6. Mas o melhor garum, o chamado haimation, é feito assim: as vísceras do atum são misturadas juntamente com as guelras, o sumo e o sangue e o sal de que precisam é aspergido sobre as mesmas; São deixados num recipiente e após dois meses no máximo, este é perfurado e sai o garum chamado haimation 26.

23. Garum era um molho de peixe resultante da auto-maceração de certos peixes na presença de um anti-séptico, neste caso o sal. Era um condimento muito apreciado nos tempos antigos.
Veja a este respeito:
P. Grimal e Th. Monod, “Sur la véritable nature du Garumm” REA, 54 (1952), pp. 27-38; J. Andre, L´alimentation … pp.195-198;
R. Curtis, Garum e Salsamenta. Produção e Comércio em Matéria Médica. Leiden, 1991.
Para o garum hispânico, um dos mais famosos:
M. Ponsich e M. Tarradell, Garum et Industries antiques de la salaison dans la Mediterranee occidentale. Paris, 1965
e
M. Ponsich, Azeite e peixe salgado. Fatores geoeconômicos de Bética e Tingitânia. Madrid, 1988.

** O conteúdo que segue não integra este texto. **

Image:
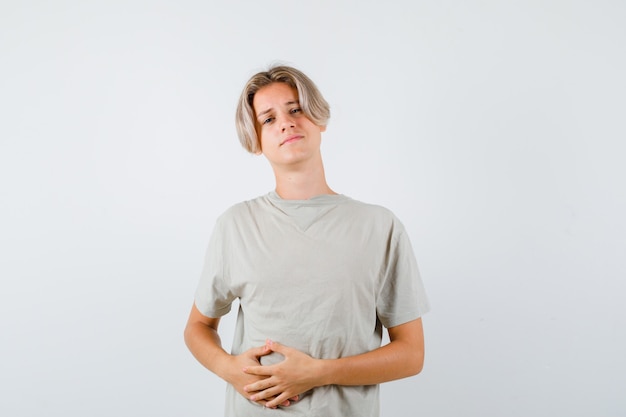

24. O liquamen aparece mencionado pela primeira vez no meio do séc. I A.D. (Col. 6,2,7) embora a mesma palavra também seja usada para se referir a líquidos. É o molho de peixe mais romano, sendo este o termo mais utilizado para designar estes molhos, embora isso não signifique que o termo garum tenha desaparecido. Parece que a única diferença está no uso, no processo de produção, de peixes diferentes, geralmente menores. Neste texto, o processo de fabricação do liquamend parece diferenciar-se do garum, sendo o segundo produto do primeiro, embora a passagem seja um tanto confusa.
Ver R. Curtis, cit. pp. 7 e 135. 25 · Hallec, como vemos, é um subproduto do garum, do qual não conhecemos sua forma nos tempos clássicos gregos. A sua avaliação é geralmente pejorativa.
Ver R. Curtis, cit. pp. 7-8 e 14. 26 ·
Sobre o garum da qualidade, ver R. Curtis, cit pp. 135  173. CURTlS, R. Garum e Salsamenta. Produção e Comércio em Matéria Médica. Leiden, I 991.

 

*Sextário é uma medida para líquidos usada pelos romanos. Equivalente a 0,5468 litros. Era dividido em doze partes iguais que eles chamavam de ciatos.